Maybe we got it wrong
Like someone dying of thirst, we will drink salt water – even when it worsens the thirst. We cling to the conviction that ‘mission’ is the answer to our malaise, even as the pursuit of it (or at least a commitment to the idea of it) is killing us. It’s something we talk about – and don’t do much of. Perhaps it’s simply keeping us focused in the wrong place.
After meeting with a significant group of Co-operating Venture leaders recently, I was challenged with being myopic. The church needs to be ‘looking outward’ to ‘those beyond its walls’, I was assured. Yet the story of one parish, in particular, has left me wondering if this accepted wisdom is fundamentally flawed.
I refer to a small parish of older people that has a Somerset retirement village being built next door. Yes, you know who you are. This parish has not had paid presbyteral ministry for many years. They run a warm, engaged, delightful service on Sunday mornings with their rituals and ways of doing and being. Is it perfect? No, of course not. It is a people who want to be together, to engage and worship. And as people wander in from the village next door they sense that this is their kind of place, and these are their kind of people. Their tendency is to return and stay. This church is growing. I’m not aware of any considered and intentional mission plan. They’re simply being themselves doing their best to love God and one another. Are they engaged in mission? Yes, they are. It springs from who they are. They run activities they will enjoy and benefit from, and invite their friends to join them.

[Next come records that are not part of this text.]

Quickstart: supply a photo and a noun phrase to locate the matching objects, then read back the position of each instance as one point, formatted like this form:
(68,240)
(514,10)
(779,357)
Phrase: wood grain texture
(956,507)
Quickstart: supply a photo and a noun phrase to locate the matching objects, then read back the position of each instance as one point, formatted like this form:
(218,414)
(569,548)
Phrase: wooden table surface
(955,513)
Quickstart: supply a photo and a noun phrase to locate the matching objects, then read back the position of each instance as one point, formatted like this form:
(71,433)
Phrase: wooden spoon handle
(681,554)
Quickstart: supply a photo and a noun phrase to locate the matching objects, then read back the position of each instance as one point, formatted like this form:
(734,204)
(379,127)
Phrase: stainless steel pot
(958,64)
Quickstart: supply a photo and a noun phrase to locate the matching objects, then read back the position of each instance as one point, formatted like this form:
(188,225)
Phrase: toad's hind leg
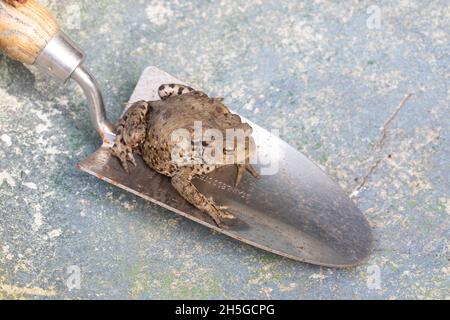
(167,90)
(182,182)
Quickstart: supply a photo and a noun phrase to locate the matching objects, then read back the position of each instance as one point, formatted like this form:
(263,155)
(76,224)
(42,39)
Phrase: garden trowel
(293,210)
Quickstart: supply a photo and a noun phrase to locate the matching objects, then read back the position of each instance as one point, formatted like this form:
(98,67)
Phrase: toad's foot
(124,153)
(182,183)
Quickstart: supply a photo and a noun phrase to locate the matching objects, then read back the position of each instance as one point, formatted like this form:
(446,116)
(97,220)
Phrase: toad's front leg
(130,133)
(182,182)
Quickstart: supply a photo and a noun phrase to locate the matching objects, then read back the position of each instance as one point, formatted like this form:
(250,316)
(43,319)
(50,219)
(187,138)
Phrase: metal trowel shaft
(30,34)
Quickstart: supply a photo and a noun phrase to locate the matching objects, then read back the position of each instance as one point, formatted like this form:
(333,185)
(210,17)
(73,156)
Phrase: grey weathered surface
(312,69)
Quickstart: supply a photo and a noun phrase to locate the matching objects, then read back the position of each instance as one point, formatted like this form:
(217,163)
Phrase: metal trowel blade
(293,210)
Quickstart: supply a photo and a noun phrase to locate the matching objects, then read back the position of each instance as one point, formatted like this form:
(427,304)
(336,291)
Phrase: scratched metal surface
(312,69)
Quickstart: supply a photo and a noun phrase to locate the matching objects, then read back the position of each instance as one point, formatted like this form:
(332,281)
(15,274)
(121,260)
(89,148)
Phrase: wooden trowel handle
(26,27)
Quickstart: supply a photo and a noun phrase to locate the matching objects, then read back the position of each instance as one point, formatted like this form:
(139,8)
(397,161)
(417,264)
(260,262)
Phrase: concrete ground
(331,75)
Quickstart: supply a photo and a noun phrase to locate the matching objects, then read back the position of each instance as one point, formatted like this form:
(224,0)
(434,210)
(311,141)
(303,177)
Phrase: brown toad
(166,134)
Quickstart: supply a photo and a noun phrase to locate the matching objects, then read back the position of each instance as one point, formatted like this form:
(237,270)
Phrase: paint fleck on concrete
(313,69)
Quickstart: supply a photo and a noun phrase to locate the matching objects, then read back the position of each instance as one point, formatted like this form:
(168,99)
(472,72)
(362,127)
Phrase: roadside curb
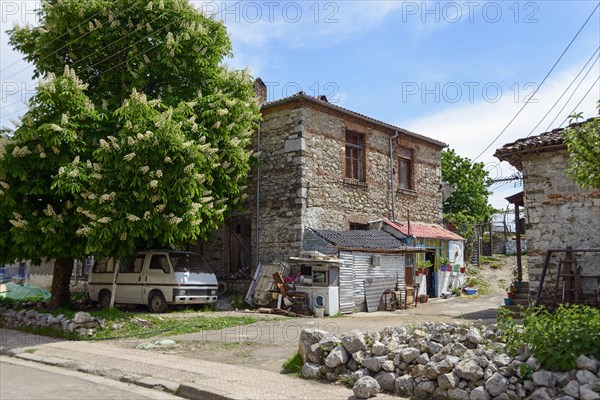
(195,392)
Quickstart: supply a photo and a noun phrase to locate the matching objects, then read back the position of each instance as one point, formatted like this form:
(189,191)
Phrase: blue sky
(457,71)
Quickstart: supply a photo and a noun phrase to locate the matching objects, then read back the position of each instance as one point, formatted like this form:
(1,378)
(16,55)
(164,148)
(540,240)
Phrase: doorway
(431,278)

As I said in last month’s offering, the early church grew along the trade routes, where Jewish Christian followers of the way of Jesus sought out people like themselves, in familiar places – the synagogue. Was their primary goal proselytization? Most likely not. My hunch is that they would have been looking for places of belonging - ‘safe’ places - with people who shared their culture, language, world view – and to whom they were bound by familial ties.
I’ve been consistently badgered with the mantra, ‘The Church needs to be looking outward, in mission to the world’. This surely will result in church growth. Yet, where do we see it happening?
Perhaps, instead, we could focus inward – in meeting the needs, enriching the lives, and imparting joy - to the people we already have. Unashamedly, instead of continuing to make one another feel guilty with a constant diet of ‘try-harderism’, the church might once again be an attractive place – a community of people we’d all want to be part of. Warm, rich, loving, authentic – seeking the way and presence of Jesus. How hard can it be?